Oxytocin has huge benefits, both emotionally and physically. Oxytocin is the answer to the question, "What is the mechanism by which love and affection positively affect our health?"

• Oxytocin reduces cravings. When scientists administered it to rodents who were addicted to cocaine, morphine, or heroin, the rats opted for less drugs, or showed fewer symptoms of withdrawal. (Kovacs, 1998)

• Oxytocin calms. A single rat injected with oxytocin has a calming effect on a cage full of anxious rats. (Agren, 2002)

• This quality of oxytocin explains why companionship can increase longevity - even among those who are HIV positive (Young, 2004).
Or speed recovery: wounded hamsters heal twice as fast when they are paired with a sibling, rather than left in isolation (DeVries, 2004).

• It may also explain why, among various species of primates, care-giving parents (whether male or female) live significantly longer. (Cal Tech, 1998)

• Oxytocin appears be a major reason that SSRI’s [Prozac-type drugs] ease depression, perhaps because high levels of cortisol are the chief culprits in depression and anxiety disorders. (Uvnas-Moberg, 1999)

• Oxytocin increases sexual receptivity and counteracts impotence, which is why this other way of making love remains pleasurable. (Pedersen, C.A., 2002), (Arletti, 1997)

Again, notice that oxytocin reduces cravings and increases sexual receptivity.

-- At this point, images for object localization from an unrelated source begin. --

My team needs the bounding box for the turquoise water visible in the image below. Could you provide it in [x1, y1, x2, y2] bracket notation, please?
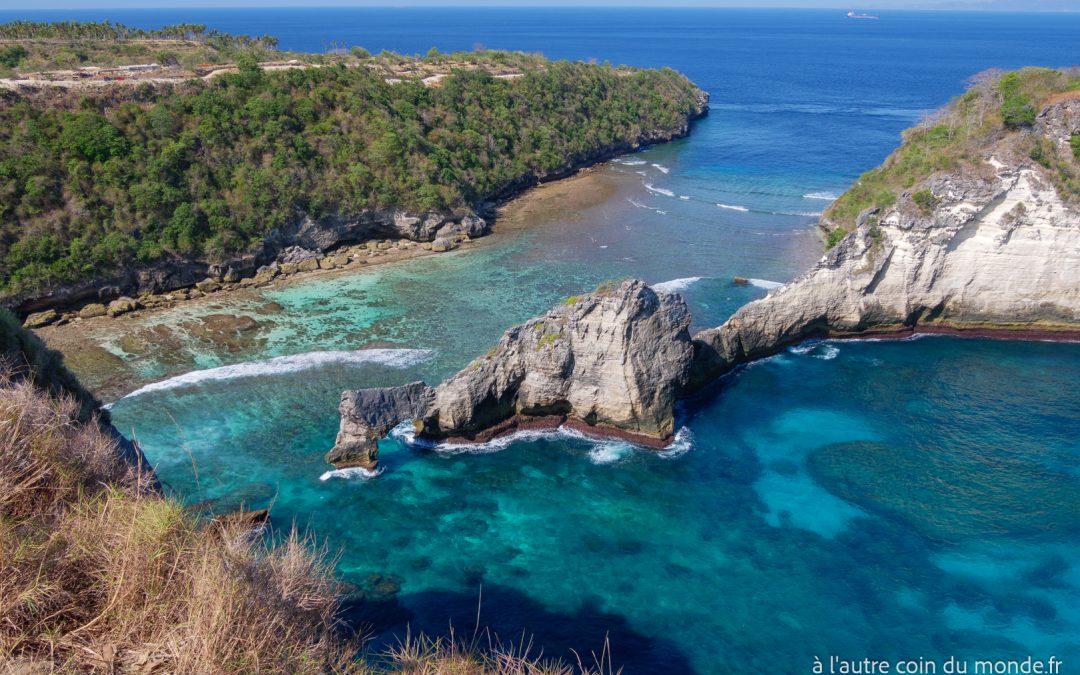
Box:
[22, 7, 1079, 672]
[112, 337, 1080, 673]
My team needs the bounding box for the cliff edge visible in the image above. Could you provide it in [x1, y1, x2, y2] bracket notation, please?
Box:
[694, 68, 1080, 381]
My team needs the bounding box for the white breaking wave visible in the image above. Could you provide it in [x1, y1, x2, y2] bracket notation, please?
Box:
[652, 276, 704, 293]
[776, 210, 823, 218]
[717, 203, 750, 212]
[615, 158, 647, 166]
[320, 466, 384, 481]
[679, 195, 690, 200]
[627, 198, 664, 213]
[118, 349, 434, 401]
[788, 341, 840, 360]
[644, 182, 675, 198]
[651, 163, 670, 174]
[803, 191, 839, 201]
[659, 427, 694, 459]
[392, 421, 693, 460]
[748, 278, 784, 290]
[588, 441, 635, 464]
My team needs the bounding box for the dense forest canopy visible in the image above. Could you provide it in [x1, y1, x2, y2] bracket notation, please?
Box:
[0, 25, 703, 297]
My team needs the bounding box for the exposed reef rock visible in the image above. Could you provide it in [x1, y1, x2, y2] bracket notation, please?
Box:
[692, 97, 1080, 384]
[327, 280, 694, 468]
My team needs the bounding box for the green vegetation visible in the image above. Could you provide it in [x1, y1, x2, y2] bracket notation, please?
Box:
[0, 26, 701, 298]
[911, 188, 940, 214]
[536, 331, 561, 351]
[825, 227, 848, 250]
[0, 44, 27, 68]
[0, 21, 283, 71]
[1071, 133, 1080, 161]
[824, 67, 1080, 233]
[999, 71, 1037, 128]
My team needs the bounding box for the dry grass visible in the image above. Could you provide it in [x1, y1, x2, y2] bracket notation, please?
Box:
[0, 369, 621, 674]
[0, 369, 359, 672]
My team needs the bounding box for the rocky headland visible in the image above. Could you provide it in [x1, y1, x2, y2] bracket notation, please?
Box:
[693, 74, 1080, 382]
[2, 47, 708, 322]
[329, 69, 1080, 465]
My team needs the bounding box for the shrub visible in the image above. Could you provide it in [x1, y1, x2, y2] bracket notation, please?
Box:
[1071, 134, 1080, 161]
[911, 188, 940, 213]
[825, 227, 848, 250]
[0, 44, 27, 68]
[999, 71, 1037, 128]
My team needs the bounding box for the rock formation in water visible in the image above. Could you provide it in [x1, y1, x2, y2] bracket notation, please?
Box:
[693, 78, 1080, 383]
[326, 280, 694, 468]
[327, 382, 434, 470]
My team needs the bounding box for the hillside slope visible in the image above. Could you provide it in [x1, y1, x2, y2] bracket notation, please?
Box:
[0, 23, 708, 315]
[693, 68, 1080, 379]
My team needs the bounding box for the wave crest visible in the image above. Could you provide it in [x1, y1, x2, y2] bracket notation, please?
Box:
[644, 182, 675, 198]
[319, 466, 385, 481]
[652, 276, 704, 293]
[118, 349, 434, 401]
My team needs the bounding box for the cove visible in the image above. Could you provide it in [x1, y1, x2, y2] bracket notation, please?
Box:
[35, 7, 1080, 674]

This allows making love without orgasm to be completely satisfying. The affection is always there, flowing between you and your partner.

When we tiptoe around dopamine’s highs and lows, we encourage more oxytocin receptors and actually re-wire our brain, getting pleasure from a different cocktail of neurochemicals. Understanding the power of oxytocin suggests how sexual relationships can heal.